A percepção sobre os benefícios do álcool também mudou. Entre a década de 1990 e o início dos anos 2000, estudos sugeriam que o consumo moderado poderia proteger o sistema cardiovascular. Contudo, pesquisas mais rigorosas realizadas na última década refutaram essa tese, apontando que tais benefícios eram, na verdade, reflexos de estilos de vida mais saudáveis dos bebedores moderados, e não um efeito protetor da substância.

Essas atualizações científicas geraram tensões nas diretrizes oficiais. A versão das Diretrizes Alimentares para os Americanos para o período de 2025-2030, atualizada em janeiro de 2026, removeu a recomendação de limitar o consumo a uma dose diária para mulheres e duas para homens, além de omitir a discussão explícita sobre o câncer. A mudança foi criticada por especialistas em saúde pública, que argumentam que a nova redação minimiza os danos da substância. O Dr. Mehmet Oz, administrador dos Centros de Serviços do Medicare e do Medicaid, chegou a descrever o álcool como um "lubrificante social", visão contestada por profissionais da medicina das dependências, que alertam que essa abordagem ignora o risco de dependência química e psicológica em favor de efeitos sociais temporários.

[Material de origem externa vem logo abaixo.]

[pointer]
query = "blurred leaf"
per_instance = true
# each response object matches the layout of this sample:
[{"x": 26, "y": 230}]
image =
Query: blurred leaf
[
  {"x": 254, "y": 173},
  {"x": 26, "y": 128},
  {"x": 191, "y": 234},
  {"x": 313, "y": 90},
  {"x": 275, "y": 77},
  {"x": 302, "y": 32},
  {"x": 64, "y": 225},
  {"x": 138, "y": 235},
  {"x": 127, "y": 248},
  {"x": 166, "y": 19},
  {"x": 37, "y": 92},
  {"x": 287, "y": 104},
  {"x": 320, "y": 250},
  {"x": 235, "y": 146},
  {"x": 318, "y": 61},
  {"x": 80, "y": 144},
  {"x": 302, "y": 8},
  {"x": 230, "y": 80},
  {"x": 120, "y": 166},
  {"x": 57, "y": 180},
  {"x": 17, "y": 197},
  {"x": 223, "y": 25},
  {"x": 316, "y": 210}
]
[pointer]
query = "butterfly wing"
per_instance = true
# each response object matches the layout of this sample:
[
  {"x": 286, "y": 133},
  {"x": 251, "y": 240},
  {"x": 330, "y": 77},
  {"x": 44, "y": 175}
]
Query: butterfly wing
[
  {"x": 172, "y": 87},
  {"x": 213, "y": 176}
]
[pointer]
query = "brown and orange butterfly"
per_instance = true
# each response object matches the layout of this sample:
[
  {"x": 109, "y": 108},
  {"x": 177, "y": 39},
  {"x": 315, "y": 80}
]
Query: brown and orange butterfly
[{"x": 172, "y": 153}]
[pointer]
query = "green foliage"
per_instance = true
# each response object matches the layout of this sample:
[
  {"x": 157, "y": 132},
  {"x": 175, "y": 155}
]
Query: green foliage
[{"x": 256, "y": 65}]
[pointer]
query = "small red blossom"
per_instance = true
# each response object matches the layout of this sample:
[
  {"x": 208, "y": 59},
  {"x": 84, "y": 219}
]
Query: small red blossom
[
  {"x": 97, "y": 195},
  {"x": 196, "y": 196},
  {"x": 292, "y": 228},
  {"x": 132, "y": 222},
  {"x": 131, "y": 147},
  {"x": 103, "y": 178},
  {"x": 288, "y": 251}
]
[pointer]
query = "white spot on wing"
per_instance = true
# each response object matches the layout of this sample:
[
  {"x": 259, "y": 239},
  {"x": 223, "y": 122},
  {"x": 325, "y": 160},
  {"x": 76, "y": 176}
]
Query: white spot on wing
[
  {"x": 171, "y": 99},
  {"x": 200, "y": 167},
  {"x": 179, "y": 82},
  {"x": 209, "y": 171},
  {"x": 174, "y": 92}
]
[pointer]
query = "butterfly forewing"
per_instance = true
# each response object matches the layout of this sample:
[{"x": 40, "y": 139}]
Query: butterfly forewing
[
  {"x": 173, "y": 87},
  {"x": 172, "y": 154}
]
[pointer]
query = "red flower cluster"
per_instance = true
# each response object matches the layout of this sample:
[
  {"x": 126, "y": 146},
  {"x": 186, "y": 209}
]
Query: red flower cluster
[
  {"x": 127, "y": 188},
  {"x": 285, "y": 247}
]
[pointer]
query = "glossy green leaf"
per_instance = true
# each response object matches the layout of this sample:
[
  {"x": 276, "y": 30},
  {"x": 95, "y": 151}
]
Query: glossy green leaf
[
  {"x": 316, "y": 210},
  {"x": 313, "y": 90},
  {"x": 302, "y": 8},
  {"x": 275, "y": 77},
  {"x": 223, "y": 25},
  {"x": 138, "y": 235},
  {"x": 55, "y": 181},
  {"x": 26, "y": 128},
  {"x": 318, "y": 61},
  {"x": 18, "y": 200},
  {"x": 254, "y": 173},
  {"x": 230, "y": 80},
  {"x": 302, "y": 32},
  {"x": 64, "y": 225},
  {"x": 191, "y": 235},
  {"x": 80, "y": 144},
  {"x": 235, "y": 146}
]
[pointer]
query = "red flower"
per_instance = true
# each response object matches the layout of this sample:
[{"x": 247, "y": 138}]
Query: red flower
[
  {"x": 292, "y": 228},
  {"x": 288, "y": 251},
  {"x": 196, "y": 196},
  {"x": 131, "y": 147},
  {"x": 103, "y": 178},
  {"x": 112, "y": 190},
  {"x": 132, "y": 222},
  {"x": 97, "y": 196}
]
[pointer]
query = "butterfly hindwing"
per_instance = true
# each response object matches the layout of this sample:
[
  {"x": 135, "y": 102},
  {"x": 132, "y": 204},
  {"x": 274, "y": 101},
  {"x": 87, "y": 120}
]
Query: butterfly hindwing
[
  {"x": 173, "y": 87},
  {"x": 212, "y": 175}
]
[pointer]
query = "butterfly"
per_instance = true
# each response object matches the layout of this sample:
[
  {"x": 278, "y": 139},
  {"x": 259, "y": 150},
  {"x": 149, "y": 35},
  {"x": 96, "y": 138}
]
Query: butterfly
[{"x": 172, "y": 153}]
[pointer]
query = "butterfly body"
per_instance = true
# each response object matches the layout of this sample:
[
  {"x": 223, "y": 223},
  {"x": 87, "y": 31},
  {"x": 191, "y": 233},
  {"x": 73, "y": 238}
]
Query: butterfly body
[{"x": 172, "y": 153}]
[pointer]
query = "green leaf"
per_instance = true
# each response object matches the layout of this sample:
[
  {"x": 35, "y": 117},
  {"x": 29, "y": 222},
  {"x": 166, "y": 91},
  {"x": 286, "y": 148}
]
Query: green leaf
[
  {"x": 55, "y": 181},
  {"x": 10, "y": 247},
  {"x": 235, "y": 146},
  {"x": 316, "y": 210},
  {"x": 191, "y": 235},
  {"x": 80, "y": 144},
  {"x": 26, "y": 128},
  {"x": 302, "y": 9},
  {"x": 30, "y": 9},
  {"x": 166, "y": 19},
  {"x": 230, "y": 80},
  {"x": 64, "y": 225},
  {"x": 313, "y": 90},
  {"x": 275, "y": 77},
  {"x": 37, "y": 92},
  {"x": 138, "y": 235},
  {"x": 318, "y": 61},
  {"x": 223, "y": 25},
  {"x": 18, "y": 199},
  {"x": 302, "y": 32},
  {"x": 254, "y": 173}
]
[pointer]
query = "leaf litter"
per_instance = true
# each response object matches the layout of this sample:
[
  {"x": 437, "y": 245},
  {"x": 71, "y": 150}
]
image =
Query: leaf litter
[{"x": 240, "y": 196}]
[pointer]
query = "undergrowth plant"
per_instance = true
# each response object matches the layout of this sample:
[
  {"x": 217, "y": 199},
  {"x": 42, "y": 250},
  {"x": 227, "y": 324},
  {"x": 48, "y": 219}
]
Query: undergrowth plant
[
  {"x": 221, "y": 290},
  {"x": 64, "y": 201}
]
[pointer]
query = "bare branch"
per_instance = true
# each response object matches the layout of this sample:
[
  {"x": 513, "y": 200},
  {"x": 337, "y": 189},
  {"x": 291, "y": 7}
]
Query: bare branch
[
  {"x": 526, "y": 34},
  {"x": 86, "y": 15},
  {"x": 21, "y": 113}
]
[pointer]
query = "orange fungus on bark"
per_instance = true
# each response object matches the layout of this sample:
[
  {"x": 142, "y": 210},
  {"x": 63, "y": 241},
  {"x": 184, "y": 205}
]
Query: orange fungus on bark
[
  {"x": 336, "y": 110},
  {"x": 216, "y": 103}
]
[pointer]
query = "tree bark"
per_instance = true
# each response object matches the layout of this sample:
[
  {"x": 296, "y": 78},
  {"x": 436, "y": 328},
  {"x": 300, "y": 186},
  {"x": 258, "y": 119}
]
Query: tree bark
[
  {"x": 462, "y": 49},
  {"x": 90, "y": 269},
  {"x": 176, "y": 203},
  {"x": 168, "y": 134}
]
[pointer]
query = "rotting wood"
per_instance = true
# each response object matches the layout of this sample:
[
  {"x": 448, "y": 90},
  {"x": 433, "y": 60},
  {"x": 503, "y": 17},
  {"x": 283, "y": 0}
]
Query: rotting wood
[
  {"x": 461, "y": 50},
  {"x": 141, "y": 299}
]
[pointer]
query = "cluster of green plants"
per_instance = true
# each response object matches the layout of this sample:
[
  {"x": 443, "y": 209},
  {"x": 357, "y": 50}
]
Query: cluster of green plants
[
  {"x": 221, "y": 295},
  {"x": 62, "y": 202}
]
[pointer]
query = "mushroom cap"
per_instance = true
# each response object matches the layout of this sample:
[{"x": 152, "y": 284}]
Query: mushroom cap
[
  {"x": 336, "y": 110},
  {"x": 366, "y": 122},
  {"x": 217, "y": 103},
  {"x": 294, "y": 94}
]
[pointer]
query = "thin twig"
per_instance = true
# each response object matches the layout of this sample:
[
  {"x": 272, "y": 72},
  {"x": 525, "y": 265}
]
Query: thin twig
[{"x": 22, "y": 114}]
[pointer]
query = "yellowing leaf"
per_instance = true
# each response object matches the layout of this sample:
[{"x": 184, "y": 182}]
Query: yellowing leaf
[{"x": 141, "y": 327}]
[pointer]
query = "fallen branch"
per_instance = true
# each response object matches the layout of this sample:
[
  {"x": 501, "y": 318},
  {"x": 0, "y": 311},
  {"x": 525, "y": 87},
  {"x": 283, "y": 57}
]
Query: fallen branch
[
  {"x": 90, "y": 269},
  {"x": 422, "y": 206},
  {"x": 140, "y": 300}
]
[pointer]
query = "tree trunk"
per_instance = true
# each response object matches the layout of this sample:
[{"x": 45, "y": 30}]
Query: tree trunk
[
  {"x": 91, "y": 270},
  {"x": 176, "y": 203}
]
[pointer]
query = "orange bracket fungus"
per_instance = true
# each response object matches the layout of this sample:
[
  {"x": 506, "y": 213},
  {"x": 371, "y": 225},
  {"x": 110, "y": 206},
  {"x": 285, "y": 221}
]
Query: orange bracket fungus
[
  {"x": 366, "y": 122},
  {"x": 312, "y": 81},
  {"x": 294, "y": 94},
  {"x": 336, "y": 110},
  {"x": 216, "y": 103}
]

O cenário atual do álcool é comparado ao histórico do tabagismo nos Estados Unidos. Em 1965, 42,4% da população fumava, número que caiu para 11,6% em 2022. Essa redução foi resultado de um conjunto de ações: evidências científicas, campanhas educativas, rótulos de advertência, impostos mais altos e restrições publicitárias. O exemplo demonstra que a aceitação social de uma substância legal não é sinônimo de segurança e que normas culturais podem ser transformadas diante de fatos clínicos.